Scholarly Electronic Publishing Weblog Update (11/7/07)

The latest update of the Scholarly Electronic Publishing Weblog (SEPW) is now available, which provides information about new works related to scholarly electronic publishing, such as books, journal articles, magazine articles, technical reports, and white papers.

Especially interesting are: "A Critical Theory of Open Access: Libraries and Electronic Publishing"; "The DARE Chronicle: Open Access to Research Results and Teaching Material in the Netherlands"; "Developing an Integrated Institutional Repository at Imperial College London"; "DRIVER: Building the Network for Accessing Digital Repositories across Europe"; "The Effect of 'Open Access' on Citation Impact: An Analysis of ArXiv's Condensed Matter Section"; "Linking Repositories: Scoping the Development of Cross-Institutional User-Oriented Services"; "Newfound Press: The Digital Imprint of the University of Tennessee Libraries"; "Open Access to Open Publish: National Library of Australia"; "Opening Up Scholarly Information at the University of Illinois at Chicago"; "The Prevalence of Additional Electronic Features in Pure E-Journals"; "Redefining Scholarly Publishing as a Service Industry"; "Rethinking Collections—Libraries and Librarians in an Open Age: A Theoretical View"; Scholarly Communication Education Initiatives, SPEC Kit 299; "Society Publishers with Open Access Journals"; and "Victory in the Senate: Update on the Bill to Mandate Open Access at the NIH."

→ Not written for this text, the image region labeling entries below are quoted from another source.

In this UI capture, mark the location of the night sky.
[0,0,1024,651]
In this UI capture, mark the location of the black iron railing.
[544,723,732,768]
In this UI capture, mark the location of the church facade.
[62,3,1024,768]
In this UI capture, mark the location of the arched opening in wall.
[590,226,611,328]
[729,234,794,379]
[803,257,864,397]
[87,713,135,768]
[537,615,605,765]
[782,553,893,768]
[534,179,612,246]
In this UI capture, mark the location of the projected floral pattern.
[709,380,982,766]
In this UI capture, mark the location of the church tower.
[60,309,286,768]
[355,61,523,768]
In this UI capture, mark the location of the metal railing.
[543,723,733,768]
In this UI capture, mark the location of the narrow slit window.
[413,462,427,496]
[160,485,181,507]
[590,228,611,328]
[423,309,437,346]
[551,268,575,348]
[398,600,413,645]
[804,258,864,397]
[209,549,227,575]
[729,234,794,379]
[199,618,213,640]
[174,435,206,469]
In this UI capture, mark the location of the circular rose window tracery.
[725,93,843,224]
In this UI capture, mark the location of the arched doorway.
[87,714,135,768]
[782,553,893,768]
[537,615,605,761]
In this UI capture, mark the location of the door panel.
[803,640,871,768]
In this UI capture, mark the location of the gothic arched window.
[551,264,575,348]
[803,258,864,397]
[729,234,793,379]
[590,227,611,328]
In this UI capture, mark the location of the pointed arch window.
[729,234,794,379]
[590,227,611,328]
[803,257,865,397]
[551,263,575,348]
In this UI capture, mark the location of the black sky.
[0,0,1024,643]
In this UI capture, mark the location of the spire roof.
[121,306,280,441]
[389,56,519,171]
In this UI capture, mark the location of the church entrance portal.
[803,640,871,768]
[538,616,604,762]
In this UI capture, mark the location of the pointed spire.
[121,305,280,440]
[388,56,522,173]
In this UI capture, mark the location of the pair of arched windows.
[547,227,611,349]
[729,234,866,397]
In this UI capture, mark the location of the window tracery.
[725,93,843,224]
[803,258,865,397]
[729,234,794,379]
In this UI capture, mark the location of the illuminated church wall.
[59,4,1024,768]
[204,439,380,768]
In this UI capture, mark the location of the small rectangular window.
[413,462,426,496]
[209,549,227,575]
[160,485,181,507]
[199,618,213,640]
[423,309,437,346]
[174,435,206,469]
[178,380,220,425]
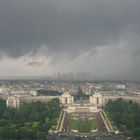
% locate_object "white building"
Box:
[6,97,19,108]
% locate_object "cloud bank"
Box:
[0,0,140,80]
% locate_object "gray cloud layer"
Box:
[0,0,140,79]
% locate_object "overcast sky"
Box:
[0,0,140,80]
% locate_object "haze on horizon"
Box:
[0,0,140,81]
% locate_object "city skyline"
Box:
[0,0,140,81]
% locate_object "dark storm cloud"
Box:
[0,0,140,57]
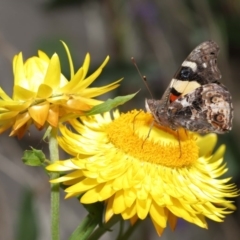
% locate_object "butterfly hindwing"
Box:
[145,41,233,133]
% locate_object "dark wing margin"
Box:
[168,83,233,134]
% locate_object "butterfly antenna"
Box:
[131,57,153,99]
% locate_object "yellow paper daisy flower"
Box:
[0,43,120,138]
[47,110,238,235]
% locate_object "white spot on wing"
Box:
[182,61,197,72]
[173,79,201,95]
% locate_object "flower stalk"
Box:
[48,128,60,240]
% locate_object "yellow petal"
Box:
[28,102,50,126]
[44,53,61,89]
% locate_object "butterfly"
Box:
[145,41,233,134]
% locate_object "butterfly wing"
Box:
[167,83,233,133]
[167,41,221,104]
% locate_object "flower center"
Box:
[106,110,198,167]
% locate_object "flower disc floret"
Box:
[47,111,238,235]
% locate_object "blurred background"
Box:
[0,0,240,240]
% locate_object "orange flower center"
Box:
[106,110,198,167]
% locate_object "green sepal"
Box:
[22,148,46,167]
[86,92,138,116]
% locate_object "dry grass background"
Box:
[0,0,240,240]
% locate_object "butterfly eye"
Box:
[181,68,191,79]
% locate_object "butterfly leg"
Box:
[176,129,182,158]
[142,121,155,148]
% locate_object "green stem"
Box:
[48,128,60,240]
[88,215,121,240]
[69,213,99,240]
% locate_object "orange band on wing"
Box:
[169,93,179,102]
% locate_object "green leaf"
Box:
[86,92,138,116]
[22,148,46,167]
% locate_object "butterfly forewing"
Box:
[146,41,233,133]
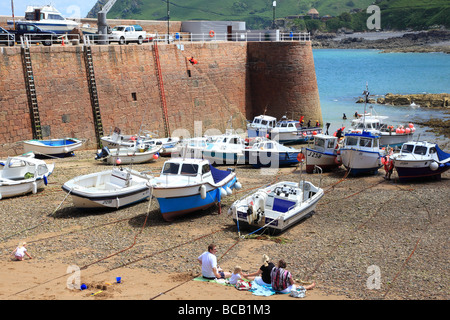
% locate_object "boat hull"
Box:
[232,181,324,234]
[62,170,151,209]
[340,148,382,175]
[153,174,236,221]
[394,160,450,180]
[270,127,322,144]
[244,150,300,168]
[304,148,342,173]
[23,139,83,156]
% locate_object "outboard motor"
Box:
[95,146,110,160]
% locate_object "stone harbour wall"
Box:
[0,42,322,156]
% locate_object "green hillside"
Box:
[88,0,450,32]
[88,0,373,29]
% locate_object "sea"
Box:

SPARC/ACRL Explore Sustainability Issues with Three Open Access Journal Publishers

SPARC and ACRL have released podcasts/transcripts of interviews about sustainability issues with Bryan Vickery (BioMed Central), Mark Patterson (Public Library of Science), and Paul Peters (Hindawi Publishing Corporation). It has also released a matrix that analyzes the responses of these OA journal publishers about sustainability issues.

Development Pack about Managing Intellectual Property Rights for Digital Learning Materials in Repositories

The TrustDR (Trust in Digital Repositories) Digital Repository Project's Managing Intellectual Property Rights in Digital Learning Materials: A Development Pack for Institutional Repositories is available. The publication, which was the final output of the JISC-funded project, is under a Creative Commons Attribution License.

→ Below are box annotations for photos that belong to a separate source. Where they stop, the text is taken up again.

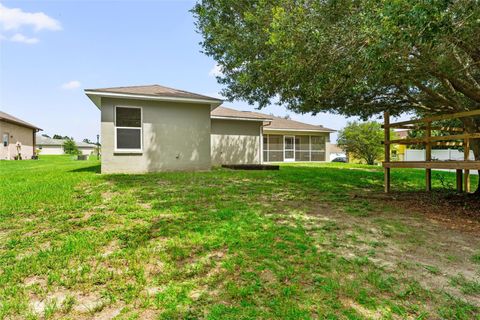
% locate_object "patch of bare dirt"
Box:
[284,194,480,308]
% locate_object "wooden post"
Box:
[383,112,390,193]
[463,138,470,192]
[457,169,463,193]
[425,121,432,192]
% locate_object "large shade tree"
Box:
[192,0,480,192]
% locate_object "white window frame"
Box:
[283,135,295,162]
[2,132,10,148]
[113,105,143,153]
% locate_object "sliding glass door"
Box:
[263,134,326,162]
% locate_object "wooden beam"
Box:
[463,139,470,193]
[384,133,480,144]
[383,112,390,193]
[382,125,465,132]
[425,122,432,192]
[389,109,480,128]
[457,169,463,193]
[383,161,480,170]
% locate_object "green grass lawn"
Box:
[0,156,480,319]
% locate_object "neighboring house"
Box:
[37,135,96,155]
[85,85,333,173]
[263,116,335,162]
[0,111,42,160]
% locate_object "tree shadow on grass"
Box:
[69,164,102,173]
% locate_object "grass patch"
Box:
[0,156,479,319]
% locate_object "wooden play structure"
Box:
[382,110,480,192]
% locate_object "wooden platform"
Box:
[383,161,480,170]
[222,164,280,170]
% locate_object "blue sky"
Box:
[0,1,368,140]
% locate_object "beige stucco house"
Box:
[0,111,42,160]
[36,134,96,155]
[85,85,334,173]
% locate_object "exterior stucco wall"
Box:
[262,126,330,162]
[211,119,262,165]
[101,98,211,173]
[0,121,34,160]
[37,145,95,155]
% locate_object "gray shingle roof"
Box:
[36,134,95,147]
[0,111,42,130]
[211,106,335,132]
[211,106,272,120]
[85,84,222,101]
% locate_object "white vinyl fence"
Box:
[405,149,475,161]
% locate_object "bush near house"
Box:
[337,121,384,165]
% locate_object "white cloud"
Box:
[0,3,62,31]
[62,80,82,90]
[208,64,223,77]
[9,33,39,44]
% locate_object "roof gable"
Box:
[211,106,335,132]
[0,111,42,130]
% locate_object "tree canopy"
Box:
[192,0,480,194]
[193,0,480,117]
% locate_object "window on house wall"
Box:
[3,133,10,147]
[310,136,325,161]
[295,136,310,161]
[115,107,143,151]
[268,134,283,161]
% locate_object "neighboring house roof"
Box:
[0,111,42,131]
[264,116,335,132]
[85,84,223,107]
[211,106,272,121]
[264,116,335,132]
[36,134,95,148]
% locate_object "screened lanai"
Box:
[263,134,327,162]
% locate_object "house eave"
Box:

Here's an excerpt from the "Executive Introduction and Summary":

What is this pack for?

  • To help clarify and update IPR policy for the management and use of digital learning materials created within institutions and develop a sustainable infrastructure (human, technical, educational and organisational) for the effective use of e-learning particularly in support of delivering a more flexible curriculum.

Who is this pack aimed at?

  • Senior management with responsibilities in this area and those supporting them, individuals and teams tasked with overhauling institutional IPR policy, managers and consultants etc who are interested in developing viable e-learning infrastructures, managers of e-learning projects and those involved in planning for projects, partnerships and collaborations, people with a general interest in this increasingly important aspect of e-learning.